G.P.211: Combination therapy with Glatiramer acetate and FTS improves strength and fibrosis in the dy2J/dy2Jmouse model of MDC1A

Abstract

Merosin deficient congenital muscular dystrophy type 1A (MDC1A) is a devastating incurable disorder of childhood. We previously studied the effect of Glatiramer acetate (GA), an anti-inflammatory agent and S- farnesylthiosalicilate acid (FTS), an anti-fibrotic agent, as a single agent in the dy2J/dy2J mouse model of MDC1A. Each of the two medications showed a different pattern of disease on three primary outcome measures: strength, fibrosis and animal mobility. GA monotheraphy resulted in significant improvement in hind limb muscle strength and movement parameters, but without a decrease in fibrosis measurement.
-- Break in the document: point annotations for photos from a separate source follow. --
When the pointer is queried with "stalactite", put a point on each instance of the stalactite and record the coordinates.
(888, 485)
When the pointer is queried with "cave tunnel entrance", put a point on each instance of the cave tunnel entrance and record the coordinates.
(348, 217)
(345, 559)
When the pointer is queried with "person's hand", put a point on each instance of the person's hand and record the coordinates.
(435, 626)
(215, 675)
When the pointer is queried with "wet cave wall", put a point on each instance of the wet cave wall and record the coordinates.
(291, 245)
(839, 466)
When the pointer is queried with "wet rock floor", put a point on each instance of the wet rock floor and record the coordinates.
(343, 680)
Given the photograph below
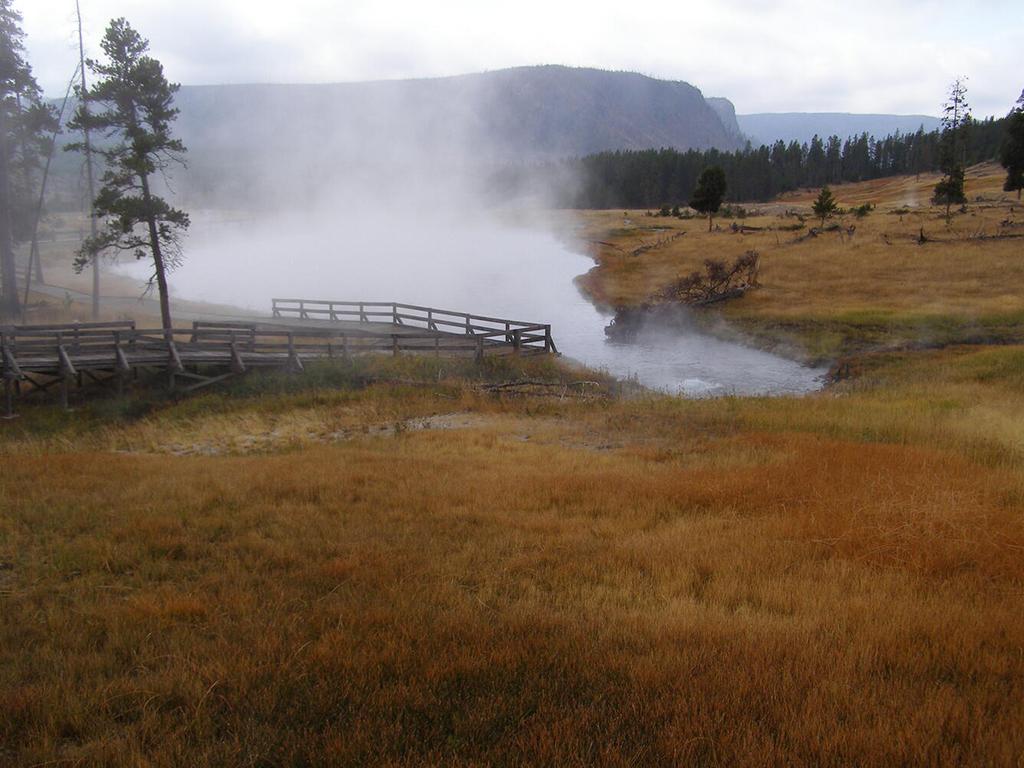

FTS monotheraphy was associated with increased hind limb muscle strength, decreased fibrosis, but with no improvement in movement parameters. In the present study, the combination of GA and FTS was found to increase both fore (32%) and hind limb (75.8%) muscle strength, more than treatment with either drug alone (fore limb: no significant change for GA and for FTS; hind limb: GA 52.7% vs. FTS 42%). In addition, GA-FTS treatment resulted in significant reduction in muscle fibrosis (35.4%) compared to untreated dy2J/dy2J mice. However, no improvement in animal mobility was shown. According to the results, combined GA and FTS increased both fore and hind limb muscle strength more than either drug by itself and significantly ameliorated muscle fibrosis. Thus, GA-FTS treatment might be considered as a potential candidate for future clinical trials in children with CMD.